WASHINGTON — The Treasury Department said Wednesday that it expects to start offering investors a new Treasury security with variable interest rates in January. It will be the first new Treasury security in 15 years.
Treasury officials said they hope to be able to tell investors the size of the initial offering in November, providing time for bond traders to adjust their computer systems for the new product.
Offering a variable interest rate carries some risk to the government, which would have to pay more if, as economists expect, rates begin to rise in coming years from the current super low levels. But the government is counting on attracting more investors who will be drawn by the prospect of potentially higher yields.

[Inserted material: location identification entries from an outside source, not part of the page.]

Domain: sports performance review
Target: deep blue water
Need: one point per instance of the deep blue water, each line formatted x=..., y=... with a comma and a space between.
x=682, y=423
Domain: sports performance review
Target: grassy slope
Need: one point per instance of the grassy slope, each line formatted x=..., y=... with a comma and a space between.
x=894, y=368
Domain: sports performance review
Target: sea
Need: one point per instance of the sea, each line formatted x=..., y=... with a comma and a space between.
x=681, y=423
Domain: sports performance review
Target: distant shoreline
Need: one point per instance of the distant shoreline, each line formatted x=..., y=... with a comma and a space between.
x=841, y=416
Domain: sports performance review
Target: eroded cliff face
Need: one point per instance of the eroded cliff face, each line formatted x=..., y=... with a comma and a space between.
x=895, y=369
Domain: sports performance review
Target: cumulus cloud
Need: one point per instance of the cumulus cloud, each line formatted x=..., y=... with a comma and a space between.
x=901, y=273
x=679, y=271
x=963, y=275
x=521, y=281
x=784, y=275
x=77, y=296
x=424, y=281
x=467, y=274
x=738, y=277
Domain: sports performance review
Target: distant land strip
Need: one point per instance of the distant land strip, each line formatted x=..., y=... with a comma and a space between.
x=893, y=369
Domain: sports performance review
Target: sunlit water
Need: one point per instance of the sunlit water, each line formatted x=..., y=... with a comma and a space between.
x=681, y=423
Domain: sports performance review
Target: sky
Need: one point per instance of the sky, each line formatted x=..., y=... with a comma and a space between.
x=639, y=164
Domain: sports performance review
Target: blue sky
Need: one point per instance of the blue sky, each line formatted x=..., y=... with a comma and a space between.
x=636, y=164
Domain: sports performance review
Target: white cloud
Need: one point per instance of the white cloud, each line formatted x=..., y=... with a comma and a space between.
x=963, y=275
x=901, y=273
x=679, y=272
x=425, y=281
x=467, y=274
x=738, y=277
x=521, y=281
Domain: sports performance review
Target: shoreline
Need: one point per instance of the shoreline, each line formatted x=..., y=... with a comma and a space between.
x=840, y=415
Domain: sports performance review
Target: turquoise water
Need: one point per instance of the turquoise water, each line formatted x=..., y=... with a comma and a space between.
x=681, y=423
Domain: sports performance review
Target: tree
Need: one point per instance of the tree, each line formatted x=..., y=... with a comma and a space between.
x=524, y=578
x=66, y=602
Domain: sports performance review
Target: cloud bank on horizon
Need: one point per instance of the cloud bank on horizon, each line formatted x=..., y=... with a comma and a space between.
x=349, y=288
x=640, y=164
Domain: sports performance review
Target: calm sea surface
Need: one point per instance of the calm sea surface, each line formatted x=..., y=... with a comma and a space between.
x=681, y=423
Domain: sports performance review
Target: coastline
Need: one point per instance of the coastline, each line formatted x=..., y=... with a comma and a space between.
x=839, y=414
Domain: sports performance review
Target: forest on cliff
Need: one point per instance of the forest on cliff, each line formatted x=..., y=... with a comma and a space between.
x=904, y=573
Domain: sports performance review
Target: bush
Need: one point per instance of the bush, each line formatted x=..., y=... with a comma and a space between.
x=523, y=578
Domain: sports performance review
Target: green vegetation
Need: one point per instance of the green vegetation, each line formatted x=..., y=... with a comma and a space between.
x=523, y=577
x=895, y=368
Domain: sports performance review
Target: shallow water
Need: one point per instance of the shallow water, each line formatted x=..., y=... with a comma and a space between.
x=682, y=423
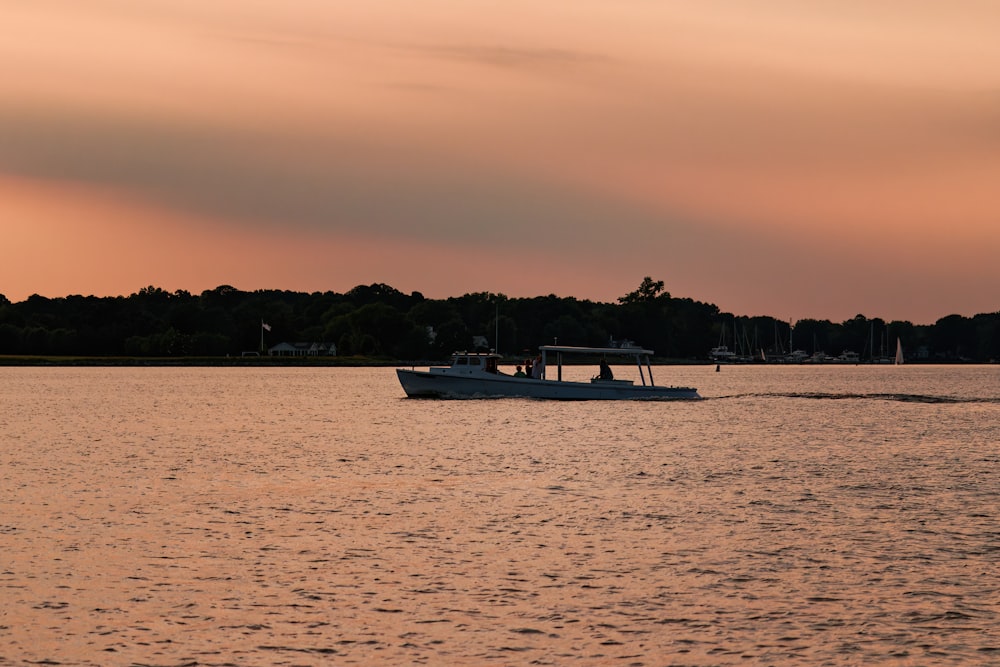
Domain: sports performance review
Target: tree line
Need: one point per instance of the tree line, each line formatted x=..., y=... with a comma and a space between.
x=379, y=321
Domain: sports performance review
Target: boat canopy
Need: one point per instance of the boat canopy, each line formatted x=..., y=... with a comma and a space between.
x=624, y=351
x=641, y=356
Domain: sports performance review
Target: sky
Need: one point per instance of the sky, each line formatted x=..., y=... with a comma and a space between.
x=795, y=159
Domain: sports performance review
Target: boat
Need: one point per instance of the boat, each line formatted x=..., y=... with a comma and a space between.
x=477, y=375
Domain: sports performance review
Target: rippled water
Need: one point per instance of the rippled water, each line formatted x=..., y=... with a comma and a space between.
x=209, y=516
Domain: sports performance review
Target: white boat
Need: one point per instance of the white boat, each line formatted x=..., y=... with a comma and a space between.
x=477, y=375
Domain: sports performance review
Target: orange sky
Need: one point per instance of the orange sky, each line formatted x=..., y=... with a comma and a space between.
x=818, y=159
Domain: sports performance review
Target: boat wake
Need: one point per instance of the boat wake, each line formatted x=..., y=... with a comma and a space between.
x=899, y=398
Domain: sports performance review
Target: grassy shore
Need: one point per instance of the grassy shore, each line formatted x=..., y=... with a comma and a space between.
x=304, y=362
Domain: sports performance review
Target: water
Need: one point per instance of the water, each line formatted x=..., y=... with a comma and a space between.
x=217, y=516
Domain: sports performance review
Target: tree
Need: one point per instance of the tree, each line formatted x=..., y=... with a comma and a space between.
x=648, y=291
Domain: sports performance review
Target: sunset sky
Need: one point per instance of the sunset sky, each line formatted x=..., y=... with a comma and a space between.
x=774, y=157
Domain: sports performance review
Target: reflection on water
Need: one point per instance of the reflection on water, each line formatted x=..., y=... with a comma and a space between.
x=837, y=515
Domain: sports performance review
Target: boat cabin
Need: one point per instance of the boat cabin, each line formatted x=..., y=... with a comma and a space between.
x=470, y=363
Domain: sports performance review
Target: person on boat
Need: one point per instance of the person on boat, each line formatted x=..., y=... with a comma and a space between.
x=537, y=368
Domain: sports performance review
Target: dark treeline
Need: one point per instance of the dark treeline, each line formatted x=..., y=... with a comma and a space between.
x=380, y=321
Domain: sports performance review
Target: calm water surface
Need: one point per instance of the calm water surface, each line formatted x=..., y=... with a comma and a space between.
x=210, y=516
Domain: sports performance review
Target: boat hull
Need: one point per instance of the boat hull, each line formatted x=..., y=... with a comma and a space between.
x=423, y=384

Treasury officials said they viewed the rate risk as minimal because the bills will basically substitute for short-term Treasury bills which have to be renewed every three months, a frequency that already carries a rate risk for the government.
A final rule describing the new floating rate notes was published Wednesday in the Federal Register. The floating rate notes are the first new product Treasury has offered investors since TIPS, Treasury inflation protected securities, were put on the market more than 15 years ago.
Matthew Rutherford, Treasury's assistant secretary for financial markets, said that Treasury is not currently contemplating any other new products such as a 50-year bond or a 100-year bond. Rutherford said he thinks Treasury's 30-year bond adequately served the needs of investors looking for a longer-term security.
Rutherford told reporters at a news conference that Treasury still believed it would be able to meet its borrowing needs and keep the government operating until sometime after Labor Day when Congress will return from its August recess.
He refused to be more specific about when Treasury will run out of bookkeeping maneuvers to avoid hitting the current $16.7 trillion debt limit but private economists have said Treasury may be able to avoid hitting the limit until late October or early November. Treasury has been using various bookkeeping maneuvers to avoid hitting the borrowing limit since May 17.
Treasury Secretary Jacob Lew is urging Congress to move quickly in September to take away the "cloud of uncertainty" about the nation's ability to pay its bills by increasing the borrowing limit and avoid a repeat of 2011 when a prolonged standoff over the issue between Republicans and the administration rattled financial markets.
Treasury announced Wednesday that as part of its regular quarterly refunding auctions next week it would sell $32 billion in 3-year notes, $24 billion in 10-year notes and $16 billion in 30-year bonds.
The money raised would be part of the $209 billion in borrowing it is projecting will be done in the July-September quarter. It has projected $235 billion in borrowing needs for the October-December quarter but that amount will depend on Congress increasing the debt limit.